Has m-health finally come of age?
The ITU and WHO have launched an m-health initiative which aims to combat non-communicable diseases, such as diabetes, cancer, cardiovascular diseases and chronic respiratory diseases -- some of the leading causes of death worldwide.
The attempt focuses on strategic use of text messaging and apps to accomplish this, so we thought we'd take a moment to mention just a few of the m-health initiatives which are already taking place globally.
The first thing to note is that mobile technology can play a valuable part in saving and improving lives, particularly in remote regions of the planet, access to m-health can help doctors work with large and dispersed populations.
These forms of disease are among the leading causes of death and disease in both developed countries and emerging economies alike, contributing an estimated 36 million deaths to the 57 million deaths which take place each year.
There's a role for mobile in treatment of communicable diseases too.
Most recently a pioneering research project helped trace the source of malaria in Kenya. This used location data gathered from 15 million cell phones to track population movements, in so doing the project managed to identify in which region the infection was coming from, enabling government bodies to target their resources in the region.
There's other initiatives that should help improve global well-being: apps to help people improve their self-care (diet and exercise trackers, for example); exercise monitoring (Nike+) -- even medical advice. That sector's particularly interesting because it doesn't stop at medical guides, but also includes doctors who might monitor the condition of remote or housebound patients using video and text messages.
In future, your phone should be able to monitor your heart, check your blood-sugar levels and track and analyze other aspects of your physical condition.
The ITU/WHO initiative isn't aimed at future medicine, but on preventible disease. These will include schemes to help people quit smoking, take more exercise and eat more healthily.
This use of mobile technology to combat avoidable deaths isn't just altruism -- there's an economic imperative driving the mission. A PriceWaterhouseCoopers Healthcast 2020 study suggests countries could be spending 16% of their GDP ($10 trillion) on healthcare by 2020.
In 2002, cumulative health expenditure in the 24 OECD countries in 2002 was $2.7 trillion. That's a huge slice of national budgets, and with an aging population (there will be two billion people aged over 60 worldwide by 2050) steps to make those health service dollars go further make sense.
The urge to fitness could help end the scourge of obesity, which has more than doubled since 1980. Apps such as Carb Master or Intelli-Diet can help phone users track their eating habits. Better eating and lifestyle habits could also help ease the problem of diabetes, treatment of which cost $465 billion worldwide in 2011.
The U.S. Department of Health and Human Services has been exploring ways to harness this ubiquitous technology to boost healthcare. As part of its work it has created a library of different interacitve and evidence-based smoking cessation text messages which it is making available.

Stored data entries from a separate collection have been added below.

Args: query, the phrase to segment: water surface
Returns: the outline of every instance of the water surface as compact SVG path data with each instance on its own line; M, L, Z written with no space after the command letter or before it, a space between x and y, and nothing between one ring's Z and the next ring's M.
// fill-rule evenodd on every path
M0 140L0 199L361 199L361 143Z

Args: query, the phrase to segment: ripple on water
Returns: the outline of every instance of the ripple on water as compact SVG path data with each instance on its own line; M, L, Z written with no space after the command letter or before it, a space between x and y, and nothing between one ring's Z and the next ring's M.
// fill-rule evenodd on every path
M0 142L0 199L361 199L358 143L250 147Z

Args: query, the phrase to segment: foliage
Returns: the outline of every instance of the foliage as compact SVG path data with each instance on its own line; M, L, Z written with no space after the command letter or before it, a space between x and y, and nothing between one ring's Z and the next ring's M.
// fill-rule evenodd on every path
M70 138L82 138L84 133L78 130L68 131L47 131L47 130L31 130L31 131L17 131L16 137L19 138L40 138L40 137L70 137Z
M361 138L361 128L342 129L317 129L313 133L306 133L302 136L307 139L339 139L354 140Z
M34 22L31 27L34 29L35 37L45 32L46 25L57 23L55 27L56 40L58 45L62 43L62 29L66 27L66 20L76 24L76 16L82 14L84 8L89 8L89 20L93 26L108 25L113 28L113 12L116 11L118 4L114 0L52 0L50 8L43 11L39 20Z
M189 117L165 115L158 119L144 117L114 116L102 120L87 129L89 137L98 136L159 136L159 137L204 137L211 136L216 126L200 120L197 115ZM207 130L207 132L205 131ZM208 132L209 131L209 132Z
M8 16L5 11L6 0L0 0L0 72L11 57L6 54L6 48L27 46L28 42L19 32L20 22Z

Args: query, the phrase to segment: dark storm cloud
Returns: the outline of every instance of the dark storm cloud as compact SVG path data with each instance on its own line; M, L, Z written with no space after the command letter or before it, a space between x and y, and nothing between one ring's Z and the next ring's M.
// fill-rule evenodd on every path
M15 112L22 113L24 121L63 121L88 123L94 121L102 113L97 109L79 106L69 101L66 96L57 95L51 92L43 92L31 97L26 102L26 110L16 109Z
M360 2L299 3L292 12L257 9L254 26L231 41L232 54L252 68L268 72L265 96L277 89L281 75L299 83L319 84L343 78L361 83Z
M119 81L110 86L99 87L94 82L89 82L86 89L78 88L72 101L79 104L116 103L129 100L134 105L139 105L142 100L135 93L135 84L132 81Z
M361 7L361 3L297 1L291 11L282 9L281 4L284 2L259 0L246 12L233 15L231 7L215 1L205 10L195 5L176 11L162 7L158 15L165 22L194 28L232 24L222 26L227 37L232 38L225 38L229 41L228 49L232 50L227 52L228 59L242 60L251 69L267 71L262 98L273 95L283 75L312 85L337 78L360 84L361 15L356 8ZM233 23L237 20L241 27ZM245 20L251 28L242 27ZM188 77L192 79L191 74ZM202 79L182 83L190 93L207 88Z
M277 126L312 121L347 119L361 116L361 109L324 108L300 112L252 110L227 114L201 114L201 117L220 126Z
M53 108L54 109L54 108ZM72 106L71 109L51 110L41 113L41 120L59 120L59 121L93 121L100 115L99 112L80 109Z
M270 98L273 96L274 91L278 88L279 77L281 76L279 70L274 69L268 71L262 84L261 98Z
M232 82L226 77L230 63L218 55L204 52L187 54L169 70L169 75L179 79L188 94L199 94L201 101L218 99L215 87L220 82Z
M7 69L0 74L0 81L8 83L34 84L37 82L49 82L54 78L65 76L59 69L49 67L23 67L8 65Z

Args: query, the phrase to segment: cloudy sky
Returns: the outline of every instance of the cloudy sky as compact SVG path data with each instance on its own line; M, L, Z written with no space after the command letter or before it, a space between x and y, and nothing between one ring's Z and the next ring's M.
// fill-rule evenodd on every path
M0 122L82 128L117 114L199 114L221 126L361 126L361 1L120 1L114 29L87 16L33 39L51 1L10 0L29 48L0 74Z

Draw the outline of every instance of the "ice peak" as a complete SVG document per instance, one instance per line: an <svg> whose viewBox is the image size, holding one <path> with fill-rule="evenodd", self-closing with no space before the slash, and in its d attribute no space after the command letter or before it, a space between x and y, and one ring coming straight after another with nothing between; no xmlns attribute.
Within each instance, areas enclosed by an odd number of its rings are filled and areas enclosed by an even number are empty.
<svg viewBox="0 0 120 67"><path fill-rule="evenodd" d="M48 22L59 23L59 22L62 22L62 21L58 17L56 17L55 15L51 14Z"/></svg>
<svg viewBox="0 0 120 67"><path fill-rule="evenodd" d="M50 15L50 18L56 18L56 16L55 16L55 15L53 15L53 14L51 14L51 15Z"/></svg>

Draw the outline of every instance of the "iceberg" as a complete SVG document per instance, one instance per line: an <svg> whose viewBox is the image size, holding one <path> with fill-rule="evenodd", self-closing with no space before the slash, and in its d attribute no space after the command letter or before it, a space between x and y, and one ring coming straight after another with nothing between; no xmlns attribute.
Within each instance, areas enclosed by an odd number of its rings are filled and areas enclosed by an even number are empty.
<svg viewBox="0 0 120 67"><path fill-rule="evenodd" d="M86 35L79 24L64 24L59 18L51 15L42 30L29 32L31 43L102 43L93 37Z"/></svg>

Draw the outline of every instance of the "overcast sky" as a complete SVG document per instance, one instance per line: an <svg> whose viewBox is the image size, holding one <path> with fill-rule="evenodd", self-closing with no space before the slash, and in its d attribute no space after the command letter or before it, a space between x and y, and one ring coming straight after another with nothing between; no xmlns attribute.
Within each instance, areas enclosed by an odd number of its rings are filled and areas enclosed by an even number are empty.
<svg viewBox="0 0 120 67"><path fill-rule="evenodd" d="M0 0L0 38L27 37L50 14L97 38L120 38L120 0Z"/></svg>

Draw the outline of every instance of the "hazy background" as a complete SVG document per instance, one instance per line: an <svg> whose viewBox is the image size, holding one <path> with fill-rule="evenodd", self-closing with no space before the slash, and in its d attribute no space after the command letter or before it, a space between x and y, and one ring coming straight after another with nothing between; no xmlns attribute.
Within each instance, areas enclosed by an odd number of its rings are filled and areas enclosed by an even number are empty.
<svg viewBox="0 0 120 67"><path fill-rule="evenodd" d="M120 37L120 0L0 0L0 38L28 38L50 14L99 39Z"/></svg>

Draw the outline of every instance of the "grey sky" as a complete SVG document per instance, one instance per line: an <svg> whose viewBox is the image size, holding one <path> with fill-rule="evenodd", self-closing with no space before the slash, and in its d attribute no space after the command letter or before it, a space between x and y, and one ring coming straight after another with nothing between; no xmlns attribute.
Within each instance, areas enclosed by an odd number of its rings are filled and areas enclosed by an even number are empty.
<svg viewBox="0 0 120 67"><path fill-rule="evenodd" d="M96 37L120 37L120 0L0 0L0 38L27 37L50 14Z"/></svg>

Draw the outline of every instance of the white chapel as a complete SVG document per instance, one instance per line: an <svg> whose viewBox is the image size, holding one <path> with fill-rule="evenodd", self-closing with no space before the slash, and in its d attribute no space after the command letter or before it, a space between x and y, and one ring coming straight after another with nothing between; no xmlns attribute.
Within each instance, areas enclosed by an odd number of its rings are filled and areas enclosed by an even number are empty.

In India and South Africa, text messaging is being used to monitor the condition of pregnant women who may be unable to easily visit a doctor. All they need to do is register the date their child is due and they'll be sent test messages with information that matches their child's development, offering advice such as how they should be feeling and what they should be eating while carrying their child.
Some may argue that m-health solutions cannot replace proper medical care, but for those unable to access such care, they do at least offer some form of support -- and as devices become more powerful, perhaps for many ailments and conditions there will come a time when you don't need a doctor at all.